Ditambahkannya disamping itu transisi demokrasi dalam tatanan dunia yang makin terbuka mengakibatkan makin cepatnya dinamika sosial, termasuk faktor intervensi asing, karena itu kondisi tersebut menempatkan Indonesia sebagai salah satu negara yang rawan konflik, terutama konflik yang bersifat horisontal.
“Konflik tersebut terbukti telah mengakibatkan hilangnya rasa aman, timbulnya rasa takut masyarakat, kerusakan lingkungan, kerugian harta benda, korban jiwa dan trauma psikologis, seperti dendam, benci dan antipati, sehingga menghambat terwujudnya kesejahteraan umum,” ungkapnya.
Karena itu perkenankan kami menyampaikan sikap dan saran, 1. Kami bersikap usulan inisiatif Rancangan Perda tentang Penyelenggaraan Toleransi Kehidupan Bermasyarakat yang diamanatkan dalam Undang-undang Dasar Negara Republik Indonesia Tahun 1945, 2. Kami menyatakan bahwa Provinsi Kalsel memiliki kewajiban dan tanggung jawab untuk berperan proaktif menciptakan kesejahteraan masyarakat dan 3. Dengan kerendahan hati kami mengharapkan agar dewan dapat mempertimbangkan dan menerima usulan Raperda tentang Penyelenggaraan Toleransi Kehidupan Bermasyarakat yang kami usulkan berbasis argumentasi hukum yang sudah disampaikan.
Sementara untuk Raperda Inisiatif tentang Penyelenggaraan Prasarana dan Sarana Air Limbah yang disampaikan anggota Komisi III H Isra Ismail mengungkapkan salah satu masalah disektor kesehatan adalah air limbah, yakni buangan yang dihasilkan dari suatu proses produksi baik yang berasal dari industri maupun domestik (rumah tangga).

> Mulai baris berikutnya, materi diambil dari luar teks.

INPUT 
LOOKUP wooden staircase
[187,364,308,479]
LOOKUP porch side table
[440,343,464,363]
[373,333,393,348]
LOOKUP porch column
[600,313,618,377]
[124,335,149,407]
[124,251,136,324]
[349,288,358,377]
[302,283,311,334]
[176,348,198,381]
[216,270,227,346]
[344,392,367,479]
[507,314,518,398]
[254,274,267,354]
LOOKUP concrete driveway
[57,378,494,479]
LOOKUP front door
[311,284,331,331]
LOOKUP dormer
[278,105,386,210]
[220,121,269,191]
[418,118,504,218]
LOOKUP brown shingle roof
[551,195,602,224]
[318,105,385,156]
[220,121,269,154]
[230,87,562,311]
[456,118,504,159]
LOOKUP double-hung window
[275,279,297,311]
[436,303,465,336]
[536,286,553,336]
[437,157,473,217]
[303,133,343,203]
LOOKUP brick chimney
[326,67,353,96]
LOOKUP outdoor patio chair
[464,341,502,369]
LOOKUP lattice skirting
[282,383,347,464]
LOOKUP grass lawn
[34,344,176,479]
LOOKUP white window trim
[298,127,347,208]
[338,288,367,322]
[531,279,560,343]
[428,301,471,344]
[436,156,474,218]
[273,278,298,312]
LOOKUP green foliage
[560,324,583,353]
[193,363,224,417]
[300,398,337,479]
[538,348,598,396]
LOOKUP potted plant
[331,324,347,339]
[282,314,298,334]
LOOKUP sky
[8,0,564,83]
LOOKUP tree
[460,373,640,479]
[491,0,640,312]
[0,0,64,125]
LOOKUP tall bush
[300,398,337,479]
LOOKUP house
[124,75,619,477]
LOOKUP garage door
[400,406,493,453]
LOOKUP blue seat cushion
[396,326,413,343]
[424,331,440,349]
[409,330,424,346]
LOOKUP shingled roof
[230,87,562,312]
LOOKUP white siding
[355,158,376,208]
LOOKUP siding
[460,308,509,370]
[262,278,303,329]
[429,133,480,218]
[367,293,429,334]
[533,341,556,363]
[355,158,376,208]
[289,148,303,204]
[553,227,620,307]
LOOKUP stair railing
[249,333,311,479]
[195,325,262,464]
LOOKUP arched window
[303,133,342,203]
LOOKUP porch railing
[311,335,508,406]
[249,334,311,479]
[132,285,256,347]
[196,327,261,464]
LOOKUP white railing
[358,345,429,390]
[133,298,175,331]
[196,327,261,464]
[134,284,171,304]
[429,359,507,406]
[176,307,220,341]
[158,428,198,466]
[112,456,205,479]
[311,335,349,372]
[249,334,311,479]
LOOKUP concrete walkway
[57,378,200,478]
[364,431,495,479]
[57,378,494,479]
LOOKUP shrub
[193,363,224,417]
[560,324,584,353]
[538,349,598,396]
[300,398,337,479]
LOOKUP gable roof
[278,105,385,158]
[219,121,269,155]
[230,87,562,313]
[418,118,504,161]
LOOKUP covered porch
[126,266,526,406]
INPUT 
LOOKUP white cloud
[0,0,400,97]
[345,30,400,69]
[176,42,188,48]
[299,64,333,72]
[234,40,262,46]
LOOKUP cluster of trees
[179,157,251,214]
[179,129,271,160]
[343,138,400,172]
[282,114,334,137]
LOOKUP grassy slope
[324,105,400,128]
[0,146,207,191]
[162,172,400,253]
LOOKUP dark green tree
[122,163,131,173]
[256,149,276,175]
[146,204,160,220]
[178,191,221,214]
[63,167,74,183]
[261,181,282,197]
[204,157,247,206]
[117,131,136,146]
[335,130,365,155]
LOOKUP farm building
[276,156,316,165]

Dalam konteks air limbah domestik, lanjutnya dimana masyarakat bermukim, disanalah berbagai jenis limbah dihasilkan, seperti air kakus (black water domestik lainnya) dan air buangan dari berbagai aktivitas grey water, karena produksi limbah cair diproyeksikan akan meningkat seiring dengan pemindahan Ibukota Negara ke Kalimantan Timur, sehingga menjadikan Provinsi Kalsel sebagai pintu gerbang Ibukota Negara baru.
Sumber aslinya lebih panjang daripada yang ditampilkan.